Светлый фон

Калиф склонил голову набок.

— Слышу скепсис в твоем голосе. Браво. Огорчительно, что тебе не хватает веры. Ты думаешь, что дар предвидения, как карманный фонарик, можно включать и выключать по собственному разумению? Что за детское представление о вещах? Твой отец, знаешь ли, не был супергероем из комиксов! Но он обладал необъяснимой, удивительной способностью, и бесполезно оспаривать или пытаться анализировать ее. Чем больше ты об этом думаешь, тем загадочнее и непостижимее становится истина. — Он пожал плечами. — Я не могу заставить тебя верить. Ты должен прийти к этому сам.

Повисло молчание. Калиф снова принялся за своего жареного осьминога. Браво, у которого пропал аппетит, отвернувшись, смотрел на город. Ярко освещенные здания, облепившие края ущелий, напоминали незаживающие шрамы. А ниже — ниже распростерлась темная бездна. Ущелья казались бездонными, уходящими к центру земли. По мостам двигались непрерывные потоки людей. Браво увидел стайку женщин, молодых, симпатичных; возможно, очередные девицы легкого поведения, ненадолго вышедшие развеяться. Мимо прошли старик с маленьким мальчиком; тяжелая, широкая рука деда лежала на узком детском плече. Мальчик поднял глаза и о чем-то спросил; морщинистое лицо старика осветила чудная улыбка, омолодившая его лет на двадцать.

— Скажите, — повернувшись к Калифу, спросил Браво, — в Трапезунде есть сколько-нибудь значительная постройка с винтовой лестницей?

Калиф на секунду задумался.

— Есть. Мечеть Зигана. Почему ты спрашиваешь?

Почему? Первое из записанных Декстером на изнанке бархатного футляра слов, vine — «лоза», в Средние века означало также винтовую лестницу с ее напоминающими изящную виноградную ветвь изгибами.

— Ну же, Браво, — сказал Калиф. — Ты ничего не ешь. Грех пренебрегать таким прекрасным обедом.

В его голосе звучала очевидная доброжелательность, и Браво решился высказать затаенную мысль.

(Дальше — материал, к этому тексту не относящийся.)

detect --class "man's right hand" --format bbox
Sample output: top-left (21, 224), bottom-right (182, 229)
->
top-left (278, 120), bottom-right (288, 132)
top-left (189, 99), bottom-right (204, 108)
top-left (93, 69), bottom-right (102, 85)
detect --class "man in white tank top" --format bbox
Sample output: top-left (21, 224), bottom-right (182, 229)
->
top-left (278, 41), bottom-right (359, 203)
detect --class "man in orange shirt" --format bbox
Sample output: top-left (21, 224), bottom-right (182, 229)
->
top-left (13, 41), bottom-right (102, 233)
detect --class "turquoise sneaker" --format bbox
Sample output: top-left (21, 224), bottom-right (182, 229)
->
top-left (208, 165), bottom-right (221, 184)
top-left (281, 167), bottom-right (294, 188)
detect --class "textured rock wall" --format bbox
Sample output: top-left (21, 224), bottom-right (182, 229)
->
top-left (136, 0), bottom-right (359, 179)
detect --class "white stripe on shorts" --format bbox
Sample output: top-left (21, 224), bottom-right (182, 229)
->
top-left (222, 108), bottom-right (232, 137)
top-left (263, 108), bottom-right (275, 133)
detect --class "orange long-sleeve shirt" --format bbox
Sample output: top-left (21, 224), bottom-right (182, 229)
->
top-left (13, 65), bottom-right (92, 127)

— Что касается веры… С тех пор, как я отправился в это путешествие, отец все время является мне во сне и… не только. Сначала я не обращал внимания, полагая, что это последствия шока после его ужасной гибели, но теперь я уже не уверен. Я чувствую, что… Как будто отец до сих пор где-то рядом со мной.

Грубое лицо Калифа расплылось в ослепительной улыбке.

— Думаю, Браво, что касается веры, — ты на правильном пути.

 

— Тайны, — сказала Камилла Мюльманн, — у всех нас есть свои тайны, и, видит бог, я не исключение…

Они с Дженни успели на последний вечерний рейс из Венеции, через Стамбул, и теперь тряслись в такси, несущемся из аэропорта в центр Трапезунда. Небо, все еще темно-синее, стремительно бледнело на горизонте, тут и там рассеивали сумрак фонари, испускающие тусклый желтый, словно радиоактивный, свет.